Frage deinen Vater, der wird
dir’s verkünden …
5. Mose 32.7
Im Jahre 1983 gründeten einige Frauen und Männer aus Calw einen Arbeitskreis für lokale Zeitgeschichte. Sie wollten möglichst genau wissen, was in den Jahren des Nationalsozialismus in ihrer Stadt geschehen war, vor allem, welche Opfer der braune Terror gefordert hatte. Bei ihrer Suche stießen sie auch auf vage Berichte über Zwangsarbeiterinnen in der damaligen Firma Lufag, einer Rüstungsfabrik. Es kostete viele Mühe, hierüber verläßliche Informationen zu bekommen, und ohne die freundliche Hilfe des Zufalls, der den Arbeitskreis mit Herrn Professor Seubert zusammenführte, wäre es wohl nie zu der hier vorliegenden Veröffentlichung gekommen.
Die Vorgänge um die Zwangsarbeiterinnen in der Lufag waren besonders stark verdrängt worden, wahrscheinlich weil sie sich in den immer turbulenter werdenden letzten Monaten des Krieges und damit auch der NS-Zeit abgespielt hatten. Es mag auch bei den gar nicht so wenigen Mitwissern ein dumpfes Gefühl der Ohnmacht mitgewirkt haben, dem sie als persönlich meist Unschuldige durch die Kenntnis dieser verbrecherischen Vorgänge ausgeliefert waren. Wie dem auch sei – das Schicksal der jüdischen KZ-Häftlinge, die für einige Kriegsmonate Einwohnerinnen der Stadt Calw waren, ist wahrhaftig der Erinnerung wert. Denn es macht deutlich, daß die Verbrechen des Nationalsozialismus vor keinem Bereich und vor keinem Ort haltmachten, auch nicht vor unserer kleinen Stadt.
Es ist nicht leicht, die bösen Erinnerungen als historische Last auf sich zu nehmen, und doch ist es notwendig. Es schärft die Wahrnehmung auch für das, was heute geschieht. Es öffnet die Augen für Zusammenhänge, die heute erst recht zwischen dem Leben in der eigenen, überschaubaren Welt und der großen Politik und Wirtschaft bestehen. Das weit verbreitete Ohnmachtsgefühl gegenüber dem politischen Geschehen kann vermindert werden, wenn wir über unsere Vergangenheit und damit über uns selbst und die in uns wohnenden Gefahren besser Bescheid wissen.
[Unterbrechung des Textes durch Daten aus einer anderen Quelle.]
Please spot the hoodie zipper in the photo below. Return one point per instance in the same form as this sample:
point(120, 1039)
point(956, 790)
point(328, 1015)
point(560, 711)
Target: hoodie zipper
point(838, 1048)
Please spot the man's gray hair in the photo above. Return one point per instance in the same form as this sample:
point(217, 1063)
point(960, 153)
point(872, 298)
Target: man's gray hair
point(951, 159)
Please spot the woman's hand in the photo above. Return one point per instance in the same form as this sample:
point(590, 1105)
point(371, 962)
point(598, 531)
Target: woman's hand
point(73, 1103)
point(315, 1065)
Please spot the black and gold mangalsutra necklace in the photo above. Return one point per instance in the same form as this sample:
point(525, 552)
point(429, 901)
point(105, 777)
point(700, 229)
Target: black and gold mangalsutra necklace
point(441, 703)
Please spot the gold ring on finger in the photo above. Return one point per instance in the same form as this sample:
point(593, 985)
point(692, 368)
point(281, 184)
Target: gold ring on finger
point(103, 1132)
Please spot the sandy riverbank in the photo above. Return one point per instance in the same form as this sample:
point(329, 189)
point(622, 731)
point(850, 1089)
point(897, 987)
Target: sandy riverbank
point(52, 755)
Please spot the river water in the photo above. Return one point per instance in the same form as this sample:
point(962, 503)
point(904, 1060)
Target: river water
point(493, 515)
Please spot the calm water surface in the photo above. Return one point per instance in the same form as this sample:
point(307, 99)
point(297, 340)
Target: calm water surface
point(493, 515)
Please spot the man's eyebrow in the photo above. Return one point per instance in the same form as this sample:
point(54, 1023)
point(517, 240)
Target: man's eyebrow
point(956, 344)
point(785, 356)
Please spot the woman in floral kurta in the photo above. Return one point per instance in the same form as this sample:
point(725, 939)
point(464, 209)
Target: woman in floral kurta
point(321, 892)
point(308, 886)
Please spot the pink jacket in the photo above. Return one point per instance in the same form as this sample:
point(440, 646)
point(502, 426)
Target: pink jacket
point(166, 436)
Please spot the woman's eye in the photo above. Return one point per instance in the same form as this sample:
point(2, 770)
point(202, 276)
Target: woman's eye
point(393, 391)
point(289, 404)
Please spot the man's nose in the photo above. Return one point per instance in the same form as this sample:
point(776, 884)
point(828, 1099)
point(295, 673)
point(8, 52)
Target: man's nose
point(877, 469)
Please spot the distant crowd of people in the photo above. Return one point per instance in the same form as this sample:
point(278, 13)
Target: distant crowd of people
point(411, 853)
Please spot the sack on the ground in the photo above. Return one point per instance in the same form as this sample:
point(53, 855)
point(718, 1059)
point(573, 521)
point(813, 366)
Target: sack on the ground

Das Schicksal der jüdischen Zwangsarbeiterinnen in der Calwer Lufag geht uns nahe. Seine Darstellung durch einen Historiker kann für uns zu einer Geschichte werden, die erzählend weitergegeben wird. Möge es viele junge Menschen zu Fragen anregen und den Älteren Mut machen, zu erzählen, »wie es wirklich war«.
Hans Bay
Einleitung
Auch Bücher haben ihre Schicksale! Die Geschichte des hier vorgelegten kleinen Buches begann 1980, als der Verfasser durch eine Bürgerin aus Kusterdingen (Ldkr. Tübingen) auf einige rätselhafte Inschriften in ihrer Scheune aufmerksam gemacht wurde. Sie sollten nach ihren Angaben von einer Gruppe jüdischer Häftlingsfrauen stammen, die hier in den letzten Wochen des Zweiten Weltkrieges auf dem Durchmarsch zwei Tage übernachteten, ehe sie mit ihren Bewachern weiter Richtung Süden zogen. Die Überprüfung des Hinweises ergab, daß die mit Bleistift auf die Fachwerkbalken der Scheune geschriebenen Nachrichten in ungarischer Sprache abgefaßt und wohl als Lebenszeichen zu verstehen waren. Weitere Informationen zur Deutung der Inschriften konnten aber zunächst nicht gewonnen werden. Erst ein glücklicher Umstand erbrachte den Hinweis, daß der Evakuierungsmarsch der Häftlingsfrauen von einem am Ende des Krieges in Calw eingerichteten KZ-Außenkommando seinen Ausgang genommen hatte. Als 1984 in Calw die Ausstellung »Verfolgung und Widerstand unter dem Hakenkreuz« gezeigt wurde, bot es sich an, mit dem dortigen »Arbeitskreis lokale Zeitgeschichte« Verbindung aufzunehmen, wobei wir feststellen konnten, daß sich unsere Nachforschungen über die Geschichte des Calwer Lagers außerordentlich gut ergänzten. Wir setzten daher die Zusammenarbeit in den folgenden Jahren fort, die vor allem von Herrn Realschullehrer Norbert Weiss gefördert wurde, ohne dessen Spürsinn und umfangreiche Korrespondenz das Buch in der vorliegenden Form nicht hätte geschrieben werden können.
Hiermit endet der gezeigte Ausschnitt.